魔女が手助けしない方がいいのかもしれない。


「どぅおっ、せぇぇぇぇぇいっ!」
魔女が腕相撲でウシオニを打ち負かした。
「「「すっげぇぇぇ!」」」
湧き上がる歓声。
「あの子、もうすでにミノタウロスにオーガ、ドラゴンまで倒してるぞ」
「もう俺、魔女を愛でることはできそうにないよ」
「後はウェンディゴの夫だけだ!。手、握れんのかよ。手のひらだけで魔女の頭ぐらいあるぞ」
そして、魔女はウェンディゴの夫まで打ち倒す。

「「「うおおおおおおおおおお!!」」」

湧き上がる歓声。屋台の店々を揺るがせる大音声。
右手を突き上げて歓声に応える魔女。
「やっちまったー」
「新たな伝説が今刻まれたー!!」
「チャンピオ〜ン、君こそチャンピオンだー」
「デビルバグちゃんと闘って欲しーい」

ウェンディゴから商品を受け取る魔女。
「ねぇねぇ、うちの店で働いてくれないかなぁ〜」
「ごめんなさい。それはちょっと」
「あたしらからもお願いしたいね」
「姐さんと呼ばせてや頂けないでしょうか」
魔女の姐さんは屈強な魔物娘たちから囲まれてしまう。

「うわぁ」
魔女と一緒にいる青年の方が声を上げてしまう。
「ごめんなさい。そういうのは本当に結構なので!」
青年をお姫様だっこで抱えて走り去っていく魔女。
「はぇぇ。あれにはコカトリスだって追いつけないぞ」
「あんな勢いで誰かにぶつからなければいいけれど。あんな物にぶち当たったら、まるっきし交通事故じゃないか」
戦々恐々とする残された人々だが、魔女はすでに事案を引き起こし済みだった。


魔女は森に入ったところでようやく足を止めた。
腕の中の青年はもう息も絶え絶えだ。その様子を見て、魔女から血の気が引く。
「だっ、大丈夫ですか?。ごめんなさい、体が弱いと言っていたのに、あんな速度で」
全くである。
「大丈夫だよ」
腕の中から魔女に笑いかける青年。その柔和な微笑みに魔女はドキドキしてしまう。
走りすぎたかな。
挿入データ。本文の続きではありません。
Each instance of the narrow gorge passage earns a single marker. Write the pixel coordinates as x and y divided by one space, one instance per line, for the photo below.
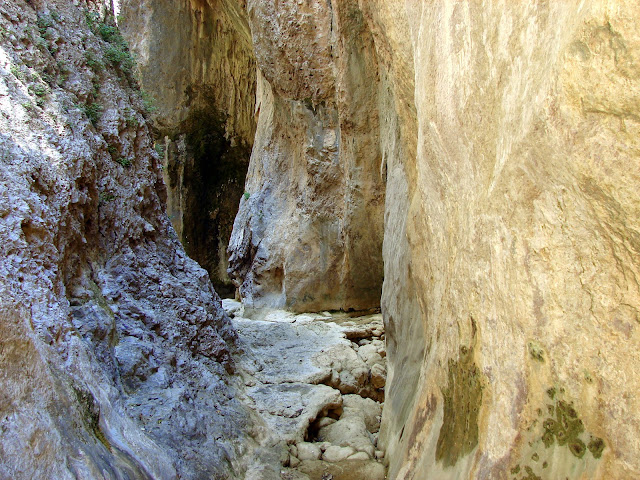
316 385
463 175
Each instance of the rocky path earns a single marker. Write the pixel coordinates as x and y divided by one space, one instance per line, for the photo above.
316 384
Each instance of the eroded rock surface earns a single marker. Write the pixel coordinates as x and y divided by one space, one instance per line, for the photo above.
196 61
114 348
312 427
511 252
308 235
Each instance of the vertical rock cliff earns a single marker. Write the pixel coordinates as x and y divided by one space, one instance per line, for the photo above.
494 146
114 348
197 64
308 235
511 253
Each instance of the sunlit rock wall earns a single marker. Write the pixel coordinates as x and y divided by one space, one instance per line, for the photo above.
511 238
115 352
308 235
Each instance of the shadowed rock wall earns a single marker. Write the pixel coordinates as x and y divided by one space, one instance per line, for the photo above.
308 235
115 352
196 62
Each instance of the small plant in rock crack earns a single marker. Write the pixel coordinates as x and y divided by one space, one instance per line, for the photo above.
44 22
93 62
130 119
28 106
16 72
125 162
93 111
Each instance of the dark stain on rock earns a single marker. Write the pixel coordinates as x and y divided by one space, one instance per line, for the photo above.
462 402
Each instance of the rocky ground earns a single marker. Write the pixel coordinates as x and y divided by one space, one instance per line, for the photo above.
316 383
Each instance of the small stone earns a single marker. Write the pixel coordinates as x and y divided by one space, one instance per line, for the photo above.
325 422
378 376
309 451
359 456
336 454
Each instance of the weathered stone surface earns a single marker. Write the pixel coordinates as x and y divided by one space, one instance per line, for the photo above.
511 227
114 348
196 61
308 234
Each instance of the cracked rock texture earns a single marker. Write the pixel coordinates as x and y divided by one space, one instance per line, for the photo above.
309 426
511 293
308 235
114 348
196 61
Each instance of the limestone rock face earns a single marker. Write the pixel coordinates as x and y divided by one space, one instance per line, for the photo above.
308 235
114 348
196 61
511 238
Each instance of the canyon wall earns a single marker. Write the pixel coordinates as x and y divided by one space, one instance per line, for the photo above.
115 352
511 245
196 62
308 235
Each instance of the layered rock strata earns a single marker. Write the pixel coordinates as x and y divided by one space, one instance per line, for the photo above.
511 255
308 235
196 61
310 378
114 348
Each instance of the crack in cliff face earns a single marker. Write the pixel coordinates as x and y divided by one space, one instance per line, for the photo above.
206 178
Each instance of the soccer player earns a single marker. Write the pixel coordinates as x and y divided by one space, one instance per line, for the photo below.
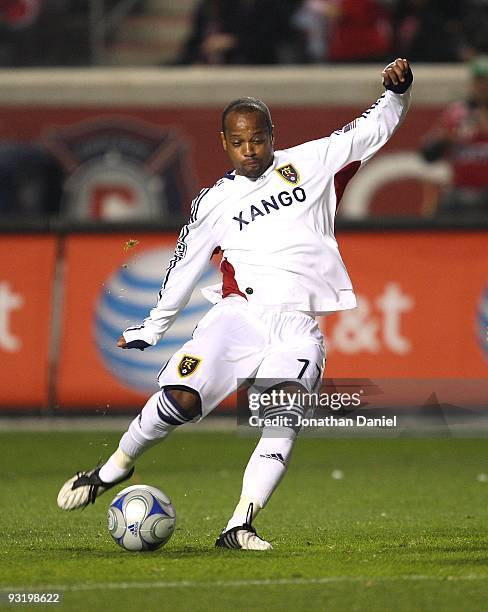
272 218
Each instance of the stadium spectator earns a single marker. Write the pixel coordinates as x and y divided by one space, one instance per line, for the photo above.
240 32
461 138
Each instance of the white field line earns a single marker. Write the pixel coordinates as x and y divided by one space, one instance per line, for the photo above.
185 584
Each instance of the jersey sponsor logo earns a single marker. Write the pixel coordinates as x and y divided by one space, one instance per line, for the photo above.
289 173
188 365
284 198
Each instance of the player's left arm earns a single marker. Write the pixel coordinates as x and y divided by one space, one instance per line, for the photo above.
362 138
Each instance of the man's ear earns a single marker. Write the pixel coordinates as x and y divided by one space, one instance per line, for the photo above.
224 142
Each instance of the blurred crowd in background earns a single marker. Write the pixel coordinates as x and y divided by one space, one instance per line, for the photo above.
254 32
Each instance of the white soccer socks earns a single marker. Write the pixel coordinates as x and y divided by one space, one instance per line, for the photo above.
157 420
265 469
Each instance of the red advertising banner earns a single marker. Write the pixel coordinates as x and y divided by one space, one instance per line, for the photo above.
423 310
26 285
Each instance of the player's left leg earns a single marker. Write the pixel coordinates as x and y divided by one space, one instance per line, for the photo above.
295 364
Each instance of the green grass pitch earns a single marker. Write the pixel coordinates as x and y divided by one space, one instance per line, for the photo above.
406 528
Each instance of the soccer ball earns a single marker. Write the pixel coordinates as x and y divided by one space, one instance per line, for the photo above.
141 518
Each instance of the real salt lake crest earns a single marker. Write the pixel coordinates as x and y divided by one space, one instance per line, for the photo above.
126 299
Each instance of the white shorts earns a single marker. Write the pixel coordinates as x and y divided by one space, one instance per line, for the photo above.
234 342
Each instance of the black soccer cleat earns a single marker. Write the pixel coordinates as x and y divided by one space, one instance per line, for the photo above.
84 488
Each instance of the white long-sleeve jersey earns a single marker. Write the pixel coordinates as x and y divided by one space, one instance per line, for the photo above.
276 233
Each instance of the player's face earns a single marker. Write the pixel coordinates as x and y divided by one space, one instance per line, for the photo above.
248 143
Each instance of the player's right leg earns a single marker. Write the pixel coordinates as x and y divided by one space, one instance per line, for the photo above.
225 346
161 414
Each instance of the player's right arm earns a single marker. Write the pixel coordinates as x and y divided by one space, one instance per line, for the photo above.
193 251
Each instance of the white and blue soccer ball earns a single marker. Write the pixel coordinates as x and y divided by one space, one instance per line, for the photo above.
141 518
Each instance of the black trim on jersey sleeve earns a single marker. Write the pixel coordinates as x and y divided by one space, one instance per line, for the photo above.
185 230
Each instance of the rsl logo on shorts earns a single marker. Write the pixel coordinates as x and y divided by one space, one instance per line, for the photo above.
289 173
188 365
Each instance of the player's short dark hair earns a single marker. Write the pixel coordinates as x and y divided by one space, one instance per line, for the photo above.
248 105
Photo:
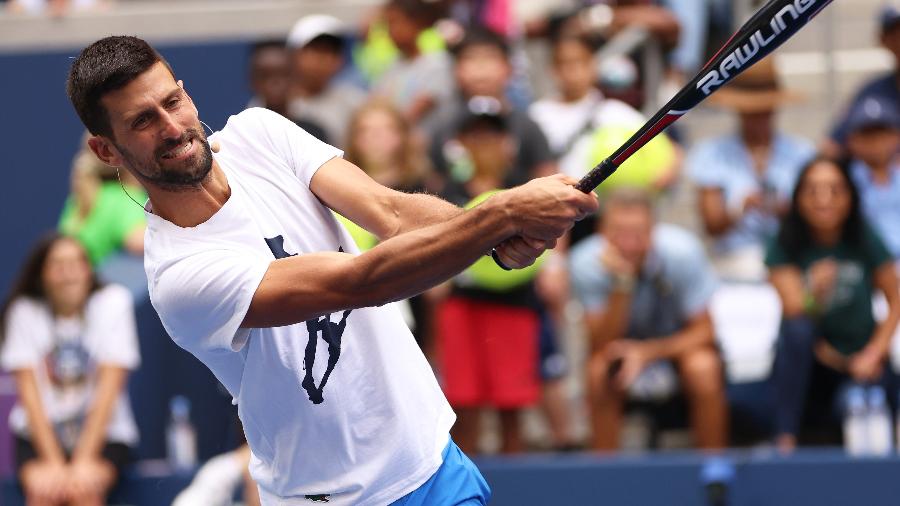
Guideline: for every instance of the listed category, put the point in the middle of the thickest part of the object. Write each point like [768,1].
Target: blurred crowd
[433,96]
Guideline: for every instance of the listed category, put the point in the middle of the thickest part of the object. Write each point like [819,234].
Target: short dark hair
[106,65]
[480,36]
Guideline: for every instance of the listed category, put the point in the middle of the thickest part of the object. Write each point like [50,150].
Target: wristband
[499,262]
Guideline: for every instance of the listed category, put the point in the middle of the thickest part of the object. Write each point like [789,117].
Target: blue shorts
[456,482]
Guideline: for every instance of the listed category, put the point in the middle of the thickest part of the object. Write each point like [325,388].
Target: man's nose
[170,129]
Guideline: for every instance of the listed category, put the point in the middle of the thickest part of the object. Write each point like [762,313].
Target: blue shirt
[880,203]
[884,88]
[725,163]
[676,282]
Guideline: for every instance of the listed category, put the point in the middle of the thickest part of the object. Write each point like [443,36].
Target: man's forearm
[417,210]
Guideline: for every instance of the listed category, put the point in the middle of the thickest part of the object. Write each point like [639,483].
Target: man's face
[482,70]
[628,229]
[156,133]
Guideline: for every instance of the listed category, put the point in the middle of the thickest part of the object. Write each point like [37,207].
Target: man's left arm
[386,213]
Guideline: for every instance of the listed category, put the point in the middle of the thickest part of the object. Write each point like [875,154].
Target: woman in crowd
[825,263]
[70,343]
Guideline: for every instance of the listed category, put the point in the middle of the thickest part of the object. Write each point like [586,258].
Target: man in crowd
[646,290]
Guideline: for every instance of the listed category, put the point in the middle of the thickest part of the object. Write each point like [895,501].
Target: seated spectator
[745,179]
[70,343]
[825,263]
[488,334]
[482,69]
[380,141]
[646,290]
[883,88]
[416,82]
[317,55]
[874,144]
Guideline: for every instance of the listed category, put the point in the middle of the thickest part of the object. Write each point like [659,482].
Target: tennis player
[251,273]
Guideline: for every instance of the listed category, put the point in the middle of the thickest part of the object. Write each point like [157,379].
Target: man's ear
[105,151]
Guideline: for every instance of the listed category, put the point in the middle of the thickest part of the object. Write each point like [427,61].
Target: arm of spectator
[867,363]
[788,282]
[110,382]
[42,434]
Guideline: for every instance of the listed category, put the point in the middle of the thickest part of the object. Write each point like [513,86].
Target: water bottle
[180,435]
[879,423]
[855,421]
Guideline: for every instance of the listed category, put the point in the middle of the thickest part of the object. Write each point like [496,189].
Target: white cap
[309,27]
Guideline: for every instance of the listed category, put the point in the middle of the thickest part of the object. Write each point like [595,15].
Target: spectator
[646,290]
[269,75]
[874,143]
[317,44]
[587,127]
[270,79]
[417,81]
[483,70]
[885,88]
[70,343]
[745,179]
[487,335]
[825,263]
[380,141]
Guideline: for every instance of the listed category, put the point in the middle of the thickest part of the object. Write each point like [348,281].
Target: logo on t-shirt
[331,333]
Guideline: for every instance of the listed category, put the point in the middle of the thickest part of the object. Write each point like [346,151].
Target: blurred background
[718,387]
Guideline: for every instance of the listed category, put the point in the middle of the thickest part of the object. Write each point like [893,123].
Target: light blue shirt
[725,163]
[880,203]
[676,282]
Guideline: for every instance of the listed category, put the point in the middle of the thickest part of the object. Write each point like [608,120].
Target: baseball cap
[890,16]
[313,26]
[482,110]
[874,111]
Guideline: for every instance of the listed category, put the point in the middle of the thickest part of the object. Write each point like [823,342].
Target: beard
[172,175]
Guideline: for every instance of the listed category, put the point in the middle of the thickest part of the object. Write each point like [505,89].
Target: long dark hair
[795,234]
[30,282]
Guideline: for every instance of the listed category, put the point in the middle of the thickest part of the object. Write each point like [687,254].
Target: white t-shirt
[375,431]
[65,376]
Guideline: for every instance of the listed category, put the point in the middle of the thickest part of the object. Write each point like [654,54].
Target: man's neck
[190,207]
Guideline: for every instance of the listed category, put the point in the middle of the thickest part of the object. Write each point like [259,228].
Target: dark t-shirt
[846,320]
[885,88]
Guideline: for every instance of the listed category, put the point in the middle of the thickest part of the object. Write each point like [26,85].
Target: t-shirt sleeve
[19,349]
[202,299]
[297,147]
[113,327]
[590,280]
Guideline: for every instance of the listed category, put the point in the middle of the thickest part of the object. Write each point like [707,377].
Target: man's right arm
[298,288]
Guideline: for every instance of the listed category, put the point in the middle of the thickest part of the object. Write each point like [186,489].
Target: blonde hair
[412,165]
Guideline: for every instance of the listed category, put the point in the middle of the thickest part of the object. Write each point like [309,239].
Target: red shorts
[488,354]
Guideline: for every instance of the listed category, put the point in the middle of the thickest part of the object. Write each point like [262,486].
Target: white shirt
[375,431]
[108,335]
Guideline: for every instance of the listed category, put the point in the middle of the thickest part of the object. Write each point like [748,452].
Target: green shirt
[846,319]
[111,219]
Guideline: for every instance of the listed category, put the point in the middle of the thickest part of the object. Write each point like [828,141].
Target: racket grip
[596,176]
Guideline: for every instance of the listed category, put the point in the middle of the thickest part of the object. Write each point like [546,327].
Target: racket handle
[596,176]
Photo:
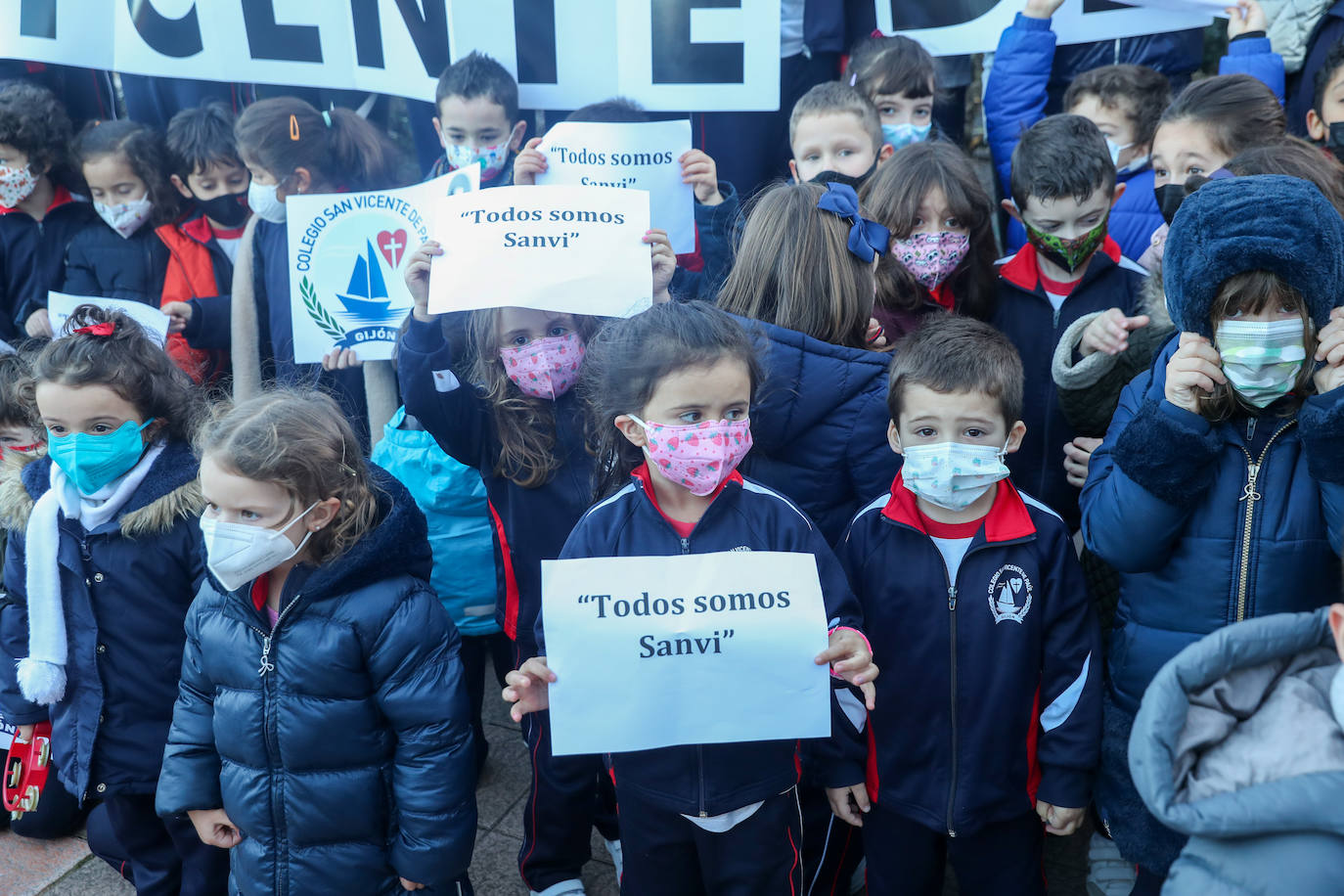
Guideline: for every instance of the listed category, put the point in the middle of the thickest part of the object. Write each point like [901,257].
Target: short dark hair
[1060,156]
[34,122]
[955,353]
[832,97]
[478,75]
[1325,74]
[201,137]
[1139,92]
[895,65]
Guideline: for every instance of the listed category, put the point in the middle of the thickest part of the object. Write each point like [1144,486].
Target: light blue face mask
[905,133]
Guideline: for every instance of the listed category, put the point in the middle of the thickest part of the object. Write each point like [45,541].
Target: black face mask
[1170,199]
[229,209]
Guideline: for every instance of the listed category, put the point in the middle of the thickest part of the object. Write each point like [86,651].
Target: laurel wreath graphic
[324,319]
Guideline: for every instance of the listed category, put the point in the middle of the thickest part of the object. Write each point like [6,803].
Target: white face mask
[125,218]
[237,554]
[263,202]
[952,474]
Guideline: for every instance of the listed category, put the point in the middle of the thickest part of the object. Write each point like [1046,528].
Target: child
[834,135]
[942,240]
[1063,187]
[524,434]
[671,371]
[38,214]
[477,119]
[1238,744]
[452,497]
[319,668]
[1016,743]
[202,247]
[1218,489]
[897,74]
[103,561]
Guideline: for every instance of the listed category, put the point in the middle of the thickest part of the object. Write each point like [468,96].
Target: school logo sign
[1009,594]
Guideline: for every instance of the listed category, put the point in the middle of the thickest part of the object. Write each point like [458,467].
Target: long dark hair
[893,198]
[285,133]
[626,360]
[144,151]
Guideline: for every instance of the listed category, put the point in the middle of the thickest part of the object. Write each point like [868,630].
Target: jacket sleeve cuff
[1064,787]
[1322,422]
[1170,453]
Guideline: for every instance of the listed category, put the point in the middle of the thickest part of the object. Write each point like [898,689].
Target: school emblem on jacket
[1009,594]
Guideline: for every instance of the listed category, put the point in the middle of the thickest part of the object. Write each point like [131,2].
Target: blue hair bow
[867,238]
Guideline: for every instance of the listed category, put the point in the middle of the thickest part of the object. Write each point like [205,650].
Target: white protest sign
[557,248]
[345,258]
[61,306]
[686,649]
[636,156]
[973,25]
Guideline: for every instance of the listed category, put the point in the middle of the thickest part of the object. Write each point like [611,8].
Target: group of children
[263,655]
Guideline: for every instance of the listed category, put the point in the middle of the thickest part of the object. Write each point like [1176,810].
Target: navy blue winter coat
[1197,540]
[32,256]
[989,694]
[340,743]
[820,425]
[1026,315]
[530,524]
[125,587]
[710,780]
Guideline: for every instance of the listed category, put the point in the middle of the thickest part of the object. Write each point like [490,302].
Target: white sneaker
[1109,874]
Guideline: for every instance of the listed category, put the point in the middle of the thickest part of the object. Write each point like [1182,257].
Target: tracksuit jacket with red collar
[710,780]
[989,694]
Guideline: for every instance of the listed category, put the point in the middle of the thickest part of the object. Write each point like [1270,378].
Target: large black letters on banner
[676,61]
[922,14]
[534,40]
[270,40]
[38,19]
[178,38]
[427,31]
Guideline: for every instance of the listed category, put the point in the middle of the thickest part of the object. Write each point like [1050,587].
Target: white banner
[650,651]
[557,248]
[345,256]
[636,156]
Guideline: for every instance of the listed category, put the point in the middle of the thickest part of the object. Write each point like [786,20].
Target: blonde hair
[794,269]
[301,442]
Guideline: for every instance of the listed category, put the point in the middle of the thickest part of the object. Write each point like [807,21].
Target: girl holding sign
[671,389]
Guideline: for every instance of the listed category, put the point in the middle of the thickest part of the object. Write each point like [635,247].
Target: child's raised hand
[417,278]
[528,688]
[1110,332]
[664,263]
[848,803]
[699,171]
[1192,373]
[1059,821]
[215,828]
[851,659]
[528,164]
[1330,349]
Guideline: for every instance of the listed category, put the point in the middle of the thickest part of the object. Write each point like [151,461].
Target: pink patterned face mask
[697,457]
[931,256]
[545,367]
いつもはあれくらいじゃこんなにドキドキしないのに。
やはり残念な子だった。

「僕、君のこと好きだな」
「ふぇぇぇぇ?」
青年の突然の言葉に魔女は変な声を上げてしまう。
「す、好きって、同性として?、じゃなくて異性として?」
青年の儚げな様子に思わず妙なことを口走ってしまう。
「ぷっ、同性って僕は男だよ。もちろん異性としてさ。元気で可愛い魔女さん。それとも姐さんの方がいいかな?」
悪戯っぽく微笑む青年。
「あ、あう。姐さんは、やめておいてあげてください」
青年を抱っこしながら二つの意味で魔女は真っ赤になってしまう。
ま、まさかやっと私にも夏がやって来てくれんですか?、そうなんですね!。ありがとうございます、龍神様。
思わず龍神様に祈ってしまう魔女とそれを見て青年は穏やかに笑いかける。